Os benefícios do leite materno são muito maiores que o preconceito e a desinformação que ainda ronda o assunto.

Conforme a Organização Mundial da Saúde, o leite materno deve ser o único alimento do bebê até os seis meses. Já uma pesquisa da Universidade Federal de Pelotas indica que o leite materno até os dois anos ajuda a reduzir o risco de doenças crônicas na vida adulta. Frente à correria dos dias e à praticidades das prateleiras, amamentar por tanto tempo se torna um desafio, mas o esforço tem seus méritos.
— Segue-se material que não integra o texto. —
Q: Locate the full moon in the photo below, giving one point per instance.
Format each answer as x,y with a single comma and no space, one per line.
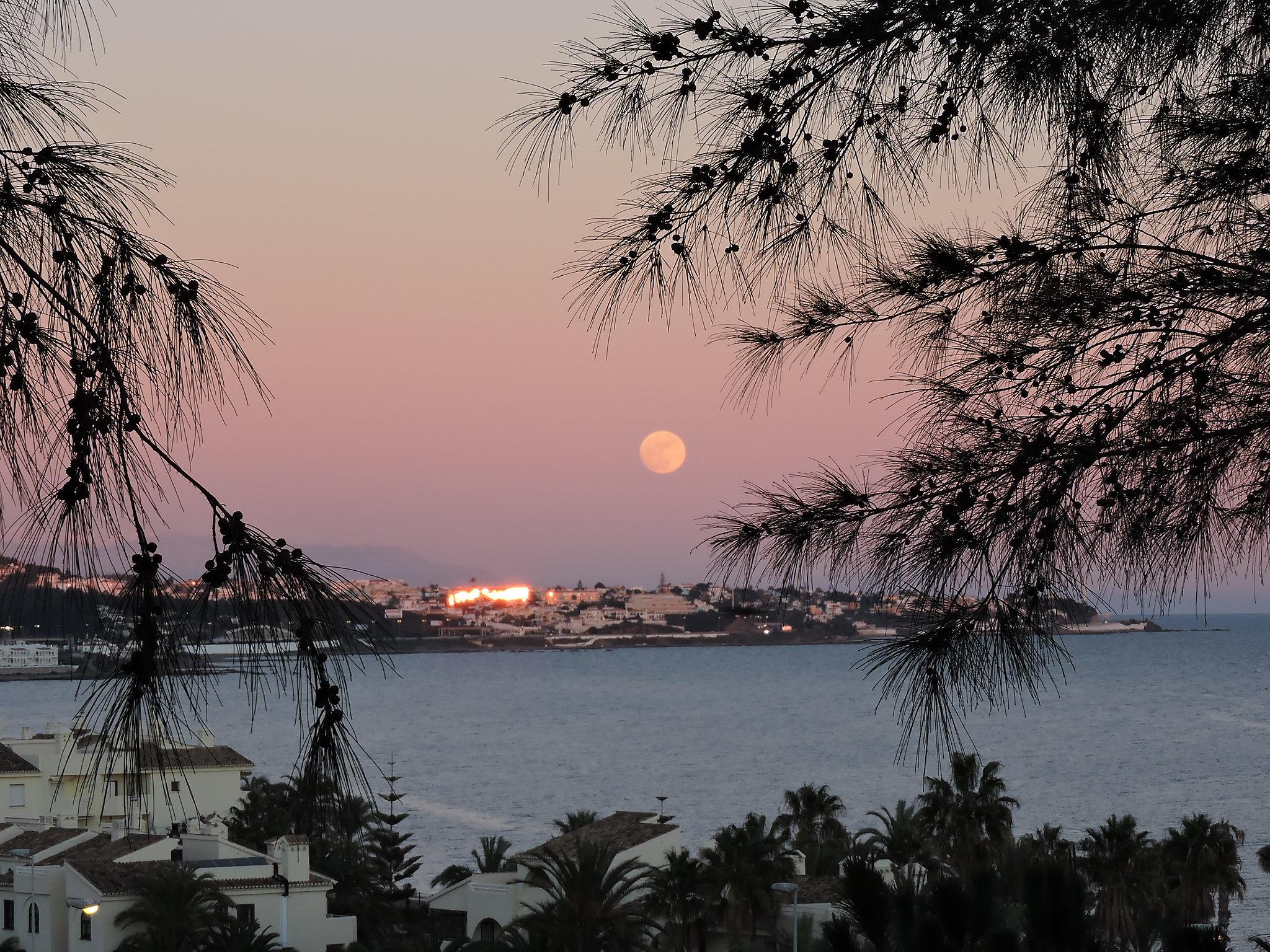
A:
662,451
De acordo com a nutricionista, Débora Guimarães, o leite humano é mais rico em carboidratos e gorduras do que o leite de vaca e contém níveis adequados de proteínas e outros nutrientes para o bebê. Ele ajuda ainda a fortalecer o sistema imunológico da criança e previne contra doenças não-transmissíveis como diabetes, hipertensão, obesidade e câncer.
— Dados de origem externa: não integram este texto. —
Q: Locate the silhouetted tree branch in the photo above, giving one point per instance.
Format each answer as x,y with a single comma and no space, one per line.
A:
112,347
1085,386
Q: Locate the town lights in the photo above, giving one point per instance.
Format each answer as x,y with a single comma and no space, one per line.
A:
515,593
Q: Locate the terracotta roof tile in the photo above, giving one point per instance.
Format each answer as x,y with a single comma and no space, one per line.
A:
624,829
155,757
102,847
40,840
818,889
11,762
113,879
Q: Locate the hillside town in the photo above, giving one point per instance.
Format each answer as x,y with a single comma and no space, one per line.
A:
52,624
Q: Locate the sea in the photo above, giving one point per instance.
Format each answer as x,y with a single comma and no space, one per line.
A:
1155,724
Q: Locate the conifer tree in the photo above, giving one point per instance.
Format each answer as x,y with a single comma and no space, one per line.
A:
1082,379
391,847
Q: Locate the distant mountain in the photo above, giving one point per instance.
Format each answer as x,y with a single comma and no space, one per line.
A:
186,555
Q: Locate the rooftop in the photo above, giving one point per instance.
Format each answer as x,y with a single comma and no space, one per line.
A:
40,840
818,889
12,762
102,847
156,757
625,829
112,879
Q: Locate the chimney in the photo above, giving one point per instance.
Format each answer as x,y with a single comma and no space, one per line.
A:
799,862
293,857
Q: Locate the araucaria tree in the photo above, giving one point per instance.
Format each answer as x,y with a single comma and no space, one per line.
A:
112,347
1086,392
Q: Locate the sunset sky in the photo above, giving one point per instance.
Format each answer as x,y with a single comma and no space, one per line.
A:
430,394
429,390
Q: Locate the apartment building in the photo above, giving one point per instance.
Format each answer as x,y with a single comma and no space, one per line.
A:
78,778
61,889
Na alimentação com mamadeira e outros leites há o risco de contaminação, já com o leite materno isso não acontece porque ele é estéril.

Há estudos que indicam até o impacto positivo no QI, capacidade de concentração e escolaridade no futuro, sem contar o importante contato com a mãe na fase oral.

Orientações

A nutricionista lembra que o emocional pós-parto é um dos fatores que dificulta a descida natural do leite. As mães devem persistir nas tentativas e manter-se abertas a orientações dos profissionais.
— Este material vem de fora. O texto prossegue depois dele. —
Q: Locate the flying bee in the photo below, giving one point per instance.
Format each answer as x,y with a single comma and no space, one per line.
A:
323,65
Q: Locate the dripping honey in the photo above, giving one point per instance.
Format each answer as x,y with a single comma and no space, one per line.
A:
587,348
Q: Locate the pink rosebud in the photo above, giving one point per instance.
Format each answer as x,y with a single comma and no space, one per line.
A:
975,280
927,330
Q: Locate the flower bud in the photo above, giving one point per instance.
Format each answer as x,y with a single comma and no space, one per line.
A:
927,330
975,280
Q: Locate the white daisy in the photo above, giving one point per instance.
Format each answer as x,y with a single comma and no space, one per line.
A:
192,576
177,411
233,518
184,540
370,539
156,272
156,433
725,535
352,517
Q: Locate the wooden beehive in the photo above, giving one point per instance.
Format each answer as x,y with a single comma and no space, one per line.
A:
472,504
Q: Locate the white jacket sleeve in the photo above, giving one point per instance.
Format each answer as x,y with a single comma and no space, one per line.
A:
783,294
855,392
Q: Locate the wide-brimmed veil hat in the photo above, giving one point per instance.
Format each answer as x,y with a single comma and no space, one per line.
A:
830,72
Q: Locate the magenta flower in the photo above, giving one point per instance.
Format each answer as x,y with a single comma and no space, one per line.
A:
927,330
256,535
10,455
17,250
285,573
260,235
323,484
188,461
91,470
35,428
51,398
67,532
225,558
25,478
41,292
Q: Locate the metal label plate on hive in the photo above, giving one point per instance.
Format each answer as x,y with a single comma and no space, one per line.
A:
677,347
Esse preparo para a descida do leite não é fácil, a começar pelo seu nome: ‘apojadura’, que pode levar até cinco dias após o parto.
No entanto, a Fundação Oswaldo Cruz (Fiocruz), referência no incentivo ao aleitamento, ajuda a derrubar mitos com informações e destaca que o colostro, esse leite mais grosso dos primeiros dias, pode ser comparado a uma vacina, pois traz uma série de anticorpos.

O Hospital e Maternidade Ruth Cardoso, por exemplo, tem até uma comissão de incentivo ao aleitamento materno. “O hospital tem um a responsabilidade social com essa causa", comentou a enfermeira Tatiane Assis. Lá as orientações são constantes, especialmente para as mães de primeira viagem.

Dificuldades

A nutricionista Débora Guimarães lembra que o estresse é um inimigo para a amamentação. “Os hormônios do estresse inibem o hormônio que libera o leite e, portanto, mesmo produzindo o leite, as mães também podem não conseguir amamentar”, afirma.

Se depois de tentar de tudo a mãe não conseguiu amamentar pode tentar os bancos de leite e em último caso a alimentação artificial, através das fórmulas lácteas, que devem ser prescritas por um médico.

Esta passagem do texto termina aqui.